Even better: with the 2020 update, set the eink display to "clone" and select the option to turn the screen off, and you have a eink laptop to read technical paper in the browser, BUT in eink so it goes easy on your eyes.

It only serves one purpose, but it serves it perfectly.

It's replacing my Sony 13' DPT RP1 eink reader, thanks to its better integration with OneNote, and also the "side uses" (you can use it as a eink laptop or screen by hooking a USB keyboard. vi on eink display is a pleasure to code with)

I would suggest the 256G version to have lots of room for content as it's the ideal device to consume media on (mostly book) ; a few resellers still have it new-in-box. If you can afford it, get the Korean model on ebay, with LTE enabled - it's a Fibocom L850-GL CAT9 WWAN Module II which is has an Intel xmm 7360 insde, so it's multiband and will work everywhere.

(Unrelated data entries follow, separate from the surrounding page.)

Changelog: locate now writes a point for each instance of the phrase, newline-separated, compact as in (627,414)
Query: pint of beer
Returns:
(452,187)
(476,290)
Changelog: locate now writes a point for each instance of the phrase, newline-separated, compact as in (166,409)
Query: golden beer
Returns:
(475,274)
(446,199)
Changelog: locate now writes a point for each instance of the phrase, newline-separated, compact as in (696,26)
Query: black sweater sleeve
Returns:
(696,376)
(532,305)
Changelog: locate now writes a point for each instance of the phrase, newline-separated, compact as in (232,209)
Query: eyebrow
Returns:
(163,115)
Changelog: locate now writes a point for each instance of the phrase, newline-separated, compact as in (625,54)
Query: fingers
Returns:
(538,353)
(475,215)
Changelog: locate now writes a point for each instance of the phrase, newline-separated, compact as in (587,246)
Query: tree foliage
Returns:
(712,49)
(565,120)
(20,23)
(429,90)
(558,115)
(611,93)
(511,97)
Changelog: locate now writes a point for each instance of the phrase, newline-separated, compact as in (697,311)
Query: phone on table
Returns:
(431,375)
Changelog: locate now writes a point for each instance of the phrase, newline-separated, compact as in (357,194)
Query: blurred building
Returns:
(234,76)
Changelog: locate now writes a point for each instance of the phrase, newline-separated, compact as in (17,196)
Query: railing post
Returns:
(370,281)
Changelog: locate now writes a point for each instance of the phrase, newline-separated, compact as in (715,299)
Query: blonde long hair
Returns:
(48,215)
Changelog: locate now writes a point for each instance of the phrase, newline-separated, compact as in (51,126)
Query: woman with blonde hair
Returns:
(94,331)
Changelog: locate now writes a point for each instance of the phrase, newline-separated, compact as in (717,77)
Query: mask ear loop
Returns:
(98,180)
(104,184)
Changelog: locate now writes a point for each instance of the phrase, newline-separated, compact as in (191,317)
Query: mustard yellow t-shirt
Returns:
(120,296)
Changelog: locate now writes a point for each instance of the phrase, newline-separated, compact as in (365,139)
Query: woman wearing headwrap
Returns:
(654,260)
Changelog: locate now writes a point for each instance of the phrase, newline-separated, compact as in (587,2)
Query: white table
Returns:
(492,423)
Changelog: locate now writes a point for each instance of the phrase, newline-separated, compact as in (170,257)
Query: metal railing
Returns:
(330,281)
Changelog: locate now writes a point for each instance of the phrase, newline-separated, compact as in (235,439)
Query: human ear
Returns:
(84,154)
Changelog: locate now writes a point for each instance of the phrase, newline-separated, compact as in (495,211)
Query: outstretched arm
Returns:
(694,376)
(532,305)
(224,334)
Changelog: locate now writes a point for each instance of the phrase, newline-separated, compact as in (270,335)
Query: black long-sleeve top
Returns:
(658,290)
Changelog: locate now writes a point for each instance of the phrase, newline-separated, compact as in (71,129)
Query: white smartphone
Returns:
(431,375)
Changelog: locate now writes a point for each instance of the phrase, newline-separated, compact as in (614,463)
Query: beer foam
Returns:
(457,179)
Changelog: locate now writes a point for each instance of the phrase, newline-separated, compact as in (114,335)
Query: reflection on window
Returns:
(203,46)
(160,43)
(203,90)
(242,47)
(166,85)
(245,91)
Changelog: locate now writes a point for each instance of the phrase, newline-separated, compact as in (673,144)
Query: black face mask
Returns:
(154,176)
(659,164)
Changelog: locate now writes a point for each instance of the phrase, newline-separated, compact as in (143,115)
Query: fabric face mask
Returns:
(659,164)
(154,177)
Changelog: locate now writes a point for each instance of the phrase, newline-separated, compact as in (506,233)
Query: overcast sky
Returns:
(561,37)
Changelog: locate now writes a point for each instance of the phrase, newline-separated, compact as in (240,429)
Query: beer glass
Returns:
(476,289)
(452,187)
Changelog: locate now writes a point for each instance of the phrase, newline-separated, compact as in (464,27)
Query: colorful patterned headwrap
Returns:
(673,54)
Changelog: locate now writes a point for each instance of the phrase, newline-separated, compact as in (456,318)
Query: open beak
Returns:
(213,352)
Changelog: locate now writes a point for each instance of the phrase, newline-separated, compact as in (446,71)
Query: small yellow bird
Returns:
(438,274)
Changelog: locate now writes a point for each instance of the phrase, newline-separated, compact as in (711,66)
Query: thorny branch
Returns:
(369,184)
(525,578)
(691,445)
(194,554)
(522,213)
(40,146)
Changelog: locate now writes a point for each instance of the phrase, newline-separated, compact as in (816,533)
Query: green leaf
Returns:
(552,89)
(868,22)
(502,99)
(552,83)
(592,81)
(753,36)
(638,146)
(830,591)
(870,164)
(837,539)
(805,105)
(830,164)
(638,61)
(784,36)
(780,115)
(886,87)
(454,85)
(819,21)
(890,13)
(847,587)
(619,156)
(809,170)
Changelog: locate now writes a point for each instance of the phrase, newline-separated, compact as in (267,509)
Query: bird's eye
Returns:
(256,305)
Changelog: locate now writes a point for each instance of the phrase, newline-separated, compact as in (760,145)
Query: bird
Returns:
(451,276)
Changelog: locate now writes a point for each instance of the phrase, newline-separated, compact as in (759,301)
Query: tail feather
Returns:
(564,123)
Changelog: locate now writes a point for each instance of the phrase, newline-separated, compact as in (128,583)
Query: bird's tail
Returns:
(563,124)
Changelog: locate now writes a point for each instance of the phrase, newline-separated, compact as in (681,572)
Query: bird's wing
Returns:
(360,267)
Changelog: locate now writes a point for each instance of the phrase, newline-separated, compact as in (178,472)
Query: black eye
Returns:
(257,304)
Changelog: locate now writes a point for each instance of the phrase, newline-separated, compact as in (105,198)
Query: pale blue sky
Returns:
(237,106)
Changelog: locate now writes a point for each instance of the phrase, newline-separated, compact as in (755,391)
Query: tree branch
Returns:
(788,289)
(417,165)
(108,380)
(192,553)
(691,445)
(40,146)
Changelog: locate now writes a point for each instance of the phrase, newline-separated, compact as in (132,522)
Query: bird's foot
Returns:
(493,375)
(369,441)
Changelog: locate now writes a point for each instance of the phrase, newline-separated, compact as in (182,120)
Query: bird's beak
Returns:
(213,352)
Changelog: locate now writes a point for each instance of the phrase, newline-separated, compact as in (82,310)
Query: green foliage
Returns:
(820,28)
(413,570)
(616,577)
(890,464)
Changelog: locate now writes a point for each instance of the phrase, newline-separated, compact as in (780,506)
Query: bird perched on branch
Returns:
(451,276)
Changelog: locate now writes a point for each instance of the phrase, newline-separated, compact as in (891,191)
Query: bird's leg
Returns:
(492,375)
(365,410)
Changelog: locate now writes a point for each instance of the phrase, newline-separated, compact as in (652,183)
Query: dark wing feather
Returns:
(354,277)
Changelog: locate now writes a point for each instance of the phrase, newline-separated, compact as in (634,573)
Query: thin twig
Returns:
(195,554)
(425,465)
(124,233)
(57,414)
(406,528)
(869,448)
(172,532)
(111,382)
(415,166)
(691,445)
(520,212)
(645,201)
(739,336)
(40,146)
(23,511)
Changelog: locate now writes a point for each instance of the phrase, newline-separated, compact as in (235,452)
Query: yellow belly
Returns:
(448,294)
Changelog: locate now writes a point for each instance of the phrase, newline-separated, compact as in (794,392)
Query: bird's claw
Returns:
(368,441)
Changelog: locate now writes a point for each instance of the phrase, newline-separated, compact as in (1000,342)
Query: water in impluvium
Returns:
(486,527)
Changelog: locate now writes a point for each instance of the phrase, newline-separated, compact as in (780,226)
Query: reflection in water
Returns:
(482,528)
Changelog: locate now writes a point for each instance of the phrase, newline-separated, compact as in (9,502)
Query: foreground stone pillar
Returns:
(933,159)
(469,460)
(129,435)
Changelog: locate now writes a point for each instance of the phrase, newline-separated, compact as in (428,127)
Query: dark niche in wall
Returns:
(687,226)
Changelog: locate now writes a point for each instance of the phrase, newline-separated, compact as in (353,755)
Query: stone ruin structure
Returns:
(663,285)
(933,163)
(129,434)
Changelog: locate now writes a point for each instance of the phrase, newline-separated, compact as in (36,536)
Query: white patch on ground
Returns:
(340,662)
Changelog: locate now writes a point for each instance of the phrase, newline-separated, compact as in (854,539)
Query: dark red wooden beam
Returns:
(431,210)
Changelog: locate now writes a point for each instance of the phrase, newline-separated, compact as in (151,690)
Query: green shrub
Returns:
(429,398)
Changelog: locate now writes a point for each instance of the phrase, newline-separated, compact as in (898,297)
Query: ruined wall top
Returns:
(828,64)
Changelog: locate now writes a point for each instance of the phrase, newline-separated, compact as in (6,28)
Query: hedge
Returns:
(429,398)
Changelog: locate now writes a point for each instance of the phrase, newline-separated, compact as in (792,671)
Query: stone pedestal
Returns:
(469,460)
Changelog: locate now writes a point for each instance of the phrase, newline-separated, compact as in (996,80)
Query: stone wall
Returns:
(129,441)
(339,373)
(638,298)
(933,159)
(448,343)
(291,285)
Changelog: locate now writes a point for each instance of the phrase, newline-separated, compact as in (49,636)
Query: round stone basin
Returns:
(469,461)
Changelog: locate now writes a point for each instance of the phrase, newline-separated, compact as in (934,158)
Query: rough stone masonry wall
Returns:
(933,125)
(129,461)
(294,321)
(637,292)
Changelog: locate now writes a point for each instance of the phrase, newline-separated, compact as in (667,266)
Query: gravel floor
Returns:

Don't get it used or open-box returned due to a bug on the charging side: if you try to use the yogabook at 0% battery but with the AC plugged, REGARDLESS of which AC adapter you use, it won't draw enough power.

This means it will turn itself off in a few seconds, but right after damaging the battery - 10% loss of capacity is easy to do in just one day when trying to do the "first boot" if you are not patient ...


👤 pedalpete
I just bought a Boox Nova 3 https://www.boox.com/nova3/ after having a Boox Note Air which arrived with a cracked screen. I LOVE my kindle, but wanted to be able to take notes as well, and I don't want the glare from an iPad screen.

Honestly, if somebody made an e-ink cover for an iPad that would turn off the main LCD screen, I'd have probably gone for that. I was considering making one myself, but I've got too many projects on the go already.

If I could take notes on a kindle (which I'm sure is coming soon), I'd do that in a second!


👤 mraza007
I use remarkable tablet

👤 nathanasmith
I use a Samsung Galaxy Tab S5e. Large high resolution AMOLED screen, a reasonably fast processor, thin and light design good for long reading sessions. Sometimes I use an iPad 2017 when the Samsung's on the charger but the older screen on it just isn't as nice in my opinion.

👤 nikivi
Macbook because I have a + space key bound to google selected text and I do that a lot.

👤 cac1
I use Epiphany Workflow on a MacBook Pro. It's easy to extract notes and review both the notes and the source paper later.

👤 cik
I used to use an old Surface Pro 2, with Bodhi Linux and Xournal. The idea was that I could read papers and write notes on the screen. Last year I gave in and read on my Android tablet (Tab S6 lite). It's been great. It doesn't run Linux, it isn't as flexible - but I also don't distract myself. I'm much happier.

👤 drpixie
A4 paper - A screen is fine for a quick scan of papers and to filter out the dross, but actually reading a paper takes paper.

👤 physicsguy
Paper, I find papers a pain to read on a computer or tablet at a decent text size as they're often multi column.

👤 MilnerRoute
I always loved reading on my Kindle DX (which had a larger version of their standard e-ink screen -- though it's since been discontinued).

You can still send PDFs to a Kindle and display them on the screen. The formatting isn't always perfect, but it's an option.


👤 kevas
iPad Pro 11” with MarginNote 3 (majority of the time) or GoodNotes 5(?)

It does the job. Probably have more than 300 ebooks on the think and 100+ technical papers.

I have the new Logitech keyboard with touchpad. It’s a bit annoying on MarginNote, but still like it.


👤 daly
My printer.

👤 nojito
iPad mini is probably my most used device and it's excellent for reading papers and note taking.